Yes – I totally agree that the video conferencing thingy is probably very useful for business and such when you do have to deal with people at a distance. I’m not saying Google+ is not a useful tool. It is. What I’m saying is that Google+ is just Facebook with a +1 button and video conferencing.
And I’m saying that you have way too much emotional attachment to your social media.
Which brings me to my next story.
Oh Pintrest. Because we needed Twitter for pictures. Yes, peace in the Middle East has been achieved and starvation has ended. Here in the richest country in the world people came together to create Pintrest and aren’t we all better for it.
Some chyck who claims to be a photographer and a lawyer actually read the TOU for Pintrest. There’s a concept. Actually reading the TOU. Who does that? I don’t. TOUs for social media are a whole other rant, so I’ll save it. Let me get to the important part.
She reads the TOU, finds out that when you post to Pintrest you agree that if Pintrest is sued for copyright infringement you will pay the legal bills and damages for Pintrest. So she writes a blog post about this. So far, so good. The title of this blog post?
“Why I Tearfully Deleted My Pinterest Inspiration Boards”
Really? “Tearfully”? Are. You. Fucking. Kidding? No, you are not.
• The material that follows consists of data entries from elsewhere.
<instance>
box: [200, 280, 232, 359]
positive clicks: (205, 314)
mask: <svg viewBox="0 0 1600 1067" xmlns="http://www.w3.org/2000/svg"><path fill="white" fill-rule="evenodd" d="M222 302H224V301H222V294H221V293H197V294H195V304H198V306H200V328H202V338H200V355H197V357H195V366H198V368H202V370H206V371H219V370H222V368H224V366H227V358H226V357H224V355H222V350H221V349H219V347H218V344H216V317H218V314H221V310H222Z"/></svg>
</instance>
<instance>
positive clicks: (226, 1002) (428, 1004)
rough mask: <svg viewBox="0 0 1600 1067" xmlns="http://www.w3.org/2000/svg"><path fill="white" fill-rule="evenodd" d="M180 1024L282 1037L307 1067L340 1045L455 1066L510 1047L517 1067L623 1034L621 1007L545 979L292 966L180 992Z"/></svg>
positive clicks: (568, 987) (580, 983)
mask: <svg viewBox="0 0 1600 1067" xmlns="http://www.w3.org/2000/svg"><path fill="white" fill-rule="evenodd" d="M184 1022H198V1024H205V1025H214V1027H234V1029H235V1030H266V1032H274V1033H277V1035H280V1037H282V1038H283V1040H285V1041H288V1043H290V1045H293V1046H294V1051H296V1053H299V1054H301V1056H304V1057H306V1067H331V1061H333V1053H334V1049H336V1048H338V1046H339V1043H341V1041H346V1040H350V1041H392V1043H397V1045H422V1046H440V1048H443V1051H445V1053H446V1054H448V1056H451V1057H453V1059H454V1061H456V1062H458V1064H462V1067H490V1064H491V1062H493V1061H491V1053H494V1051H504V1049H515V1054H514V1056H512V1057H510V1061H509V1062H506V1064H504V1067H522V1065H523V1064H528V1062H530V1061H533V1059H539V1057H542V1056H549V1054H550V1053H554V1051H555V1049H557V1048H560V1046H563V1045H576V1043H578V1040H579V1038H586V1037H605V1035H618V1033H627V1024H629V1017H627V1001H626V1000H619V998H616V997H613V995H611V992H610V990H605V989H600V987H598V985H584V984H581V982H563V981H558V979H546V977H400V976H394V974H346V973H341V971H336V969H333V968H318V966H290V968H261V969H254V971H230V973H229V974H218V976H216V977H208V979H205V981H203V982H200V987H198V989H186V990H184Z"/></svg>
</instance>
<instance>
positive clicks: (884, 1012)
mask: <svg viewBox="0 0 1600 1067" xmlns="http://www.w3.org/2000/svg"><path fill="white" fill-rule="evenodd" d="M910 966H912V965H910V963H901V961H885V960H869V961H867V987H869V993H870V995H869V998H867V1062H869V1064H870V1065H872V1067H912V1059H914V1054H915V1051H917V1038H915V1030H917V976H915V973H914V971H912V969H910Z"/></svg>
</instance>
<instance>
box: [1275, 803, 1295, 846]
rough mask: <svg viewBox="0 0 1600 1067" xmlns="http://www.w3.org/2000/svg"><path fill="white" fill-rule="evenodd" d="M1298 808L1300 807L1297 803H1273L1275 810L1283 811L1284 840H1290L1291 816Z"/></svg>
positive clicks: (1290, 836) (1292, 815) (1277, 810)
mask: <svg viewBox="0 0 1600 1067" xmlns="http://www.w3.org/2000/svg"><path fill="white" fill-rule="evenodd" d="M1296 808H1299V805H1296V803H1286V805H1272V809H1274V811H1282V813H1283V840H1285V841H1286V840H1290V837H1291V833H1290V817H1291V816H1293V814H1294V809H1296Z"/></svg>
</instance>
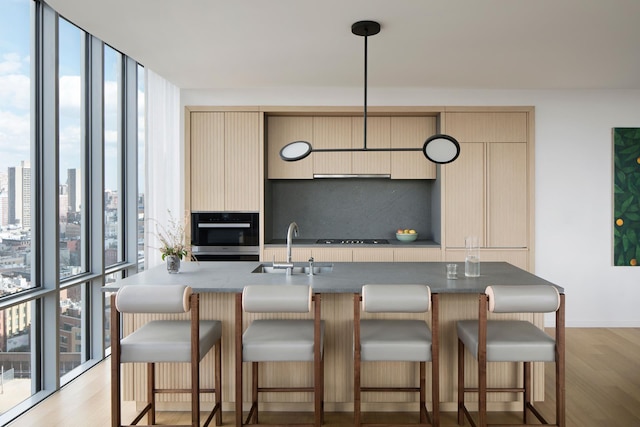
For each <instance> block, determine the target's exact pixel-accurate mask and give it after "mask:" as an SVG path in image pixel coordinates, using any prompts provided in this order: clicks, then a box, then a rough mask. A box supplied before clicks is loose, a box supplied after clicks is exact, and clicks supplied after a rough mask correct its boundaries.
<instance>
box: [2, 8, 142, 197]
mask: <svg viewBox="0 0 640 427" xmlns="http://www.w3.org/2000/svg"><path fill="white" fill-rule="evenodd" d="M3 3H4V4H3V9H6V12H7V13H2V14H0V153H2V155H1V156H0V174H6V173H7V168H9V167H16V166H20V165H21V163H22V162H30V161H31V148H30V145H31V132H30V128H31V123H30V120H31V117H30V115H31V112H30V105H31V87H30V85H31V83H30V82H31V77H30V74H31V66H32V60H31V51H30V50H31V49H30V46H29V40H30V17H29V8H28V7H25V4H28V3H29V0H4V1H3ZM83 36H84V33H83V32H82V31H80V30H79V29H78V28H77V27H75V26H74V25H73V24H70V23H68V22H67V21H64V20H60V25H59V41H58V44H59V45H60V46H61V48H60V55H59V84H60V90H59V102H58V106H59V135H58V136H59V144H60V149H59V151H60V184H65V182H64V178H65V175H66V171H67V170H68V169H73V168H76V169H77V168H81V167H82V165H81V164H80V159H81V152H80V150H79V149H78V148H77V147H80V146H81V138H82V129H81V120H80V119H81V117H82V115H81V102H82V93H81V90H82V89H81V56H80V55H81V52H82V37H83ZM119 67H120V62H119V54H118V52H117V51H115V50H113V49H111V48H110V47H108V46H107V47H106V48H105V54H104V85H103V90H104V126H105V130H104V144H105V164H107V165H115V164H116V162H117V156H118V152H117V144H118V139H119V135H118V116H117V114H118V110H117V105H118V92H119V85H120V84H121V83H119V81H118V77H119V73H120V70H119ZM138 86H139V90H138V103H139V105H141V106H142V107H143V106H144V91H143V90H140V87H143V86H144V82H139V84H138ZM139 111H144V108H140V109H139ZM138 128H139V133H140V135H144V117H143V116H140V117H138ZM139 155H144V153H139ZM139 179H140V180H143V179H144V176H143V175H142V174H140V176H139ZM117 180H118V170H117V168H113V167H111V168H110V167H105V188H107V189H111V190H115V189H117V188H118V181H117ZM141 182H144V181H141ZM0 190H1V188H0Z"/></svg>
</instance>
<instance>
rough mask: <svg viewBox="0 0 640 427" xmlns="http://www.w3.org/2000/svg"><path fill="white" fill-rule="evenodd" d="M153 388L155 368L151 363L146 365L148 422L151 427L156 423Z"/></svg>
mask: <svg viewBox="0 0 640 427" xmlns="http://www.w3.org/2000/svg"><path fill="white" fill-rule="evenodd" d="M154 387H155V367H154V364H153V363H147V399H149V403H150V404H151V409H149V416H148V420H149V424H151V425H153V424H155V423H156V393H155V391H154Z"/></svg>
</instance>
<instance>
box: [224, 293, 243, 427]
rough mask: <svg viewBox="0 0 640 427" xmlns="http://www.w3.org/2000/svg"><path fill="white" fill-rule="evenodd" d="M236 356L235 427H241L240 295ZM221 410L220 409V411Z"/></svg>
mask: <svg viewBox="0 0 640 427" xmlns="http://www.w3.org/2000/svg"><path fill="white" fill-rule="evenodd" d="M235 348H236V351H235V354H236V366H235V369H236V427H242V294H240V293H238V294H236V306H235ZM220 410H222V409H220Z"/></svg>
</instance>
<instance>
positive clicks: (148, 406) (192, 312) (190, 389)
mask: <svg viewBox="0 0 640 427" xmlns="http://www.w3.org/2000/svg"><path fill="white" fill-rule="evenodd" d="M187 312H191V314H190V317H191V318H190V320H151V321H149V322H147V323H146V324H145V325H143V326H142V327H139V328H137V329H136V330H135V331H134V332H132V333H130V334H129V335H127V336H126V337H123V338H122V339H120V313H161V314H166V313H187ZM221 335H222V323H221V322H220V321H217V320H200V319H199V295H198V294H196V293H193V292H192V290H191V287H189V286H182V285H178V286H174V285H162V286H160V285H158V286H153V285H129V286H124V287H122V288H121V289H120V290H119V291H118V292H117V294H114V295H112V296H111V425H112V427H121V426H122V419H121V396H120V389H121V373H120V365H121V364H123V363H146V364H147V399H148V403H147V404H146V405H145V407H144V408H143V409H142V411H141V412H140V413H139V414H138V416H137V417H136V418H135V419H134V420H133V421H132V422H131V424H130V425H137V423H138V422H139V421H140V420H142V418H143V417H144V415H145V414H147V416H148V423H149V425H155V422H156V421H155V418H156V402H155V400H156V394H159V393H190V394H191V424H188V425H190V426H192V427H199V426H200V394H201V393H215V395H216V400H215V405H214V407H213V409H212V410H211V412H210V414H209V416H208V418H207V420H206V422H205V423H204V426H205V427H206V426H208V425H209V423H210V422H211V421H212V419H213V417H214V415H215V416H216V423H217V424H218V425H221V424H222V396H221V392H222V386H221V381H222V367H221V350H220V341H221ZM213 347H215V365H216V366H215V388H214V389H201V388H200V370H199V368H200V361H201V360H202V359H203V358H204V357H205V355H206V354H207V353H208V352H209V350H211V349H212V348H213ZM164 362H169V363H174V362H175V363H190V364H191V366H190V368H191V388H188V389H165V388H163V389H159V388H156V386H155V364H156V363H164Z"/></svg>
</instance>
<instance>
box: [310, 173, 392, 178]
mask: <svg viewBox="0 0 640 427" xmlns="http://www.w3.org/2000/svg"><path fill="white" fill-rule="evenodd" d="M324 178H378V179H391V174H388V173H339V174H323V173H314V174H313V179H324Z"/></svg>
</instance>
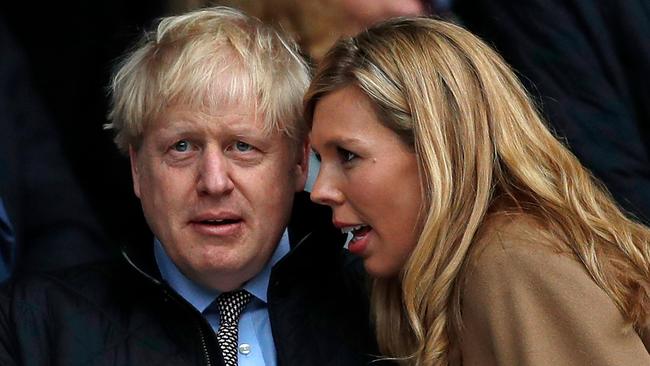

You cried over killing off a social media account? Fuck me running Rachel. Are you sure the real problem is the Pintrest TOU? ‘Cause I’m thinking the problem might be your emotional attachment to social networking. You need to get a cat. Or a dog. Or a boyfriend. Or a girlfriend. Or a boyfriend and a girlfriend. Or a hobby (besides social media). Or a vibrator. Or . . . some fucking friends. TURN OFF THE COMPUTER AND GO THE FUCK OUTSIDE!!!!!
I have a Pintrest via Facebook. I’ve looked at it about 10 times and I’m pretty certain that I will be able to go my entire life without pinning anything. Especially since you aren’t suppose to pin your own stuff. I’m a selfish bastard and I don’t promote other people & products unless they pay me or I really like them.
In the end there are, as of this time, only two “forms” of social media. Facebook and Twitter.
MySpace, LinkedIn, Google+ – they are all Facebook.
500px, Flickr, Dig, Pintrest – they are all Twitter.
If this statement offends you so severely that you feel the need to write me a nasty email in response you should probably channel that effort into getting over your daddy issues.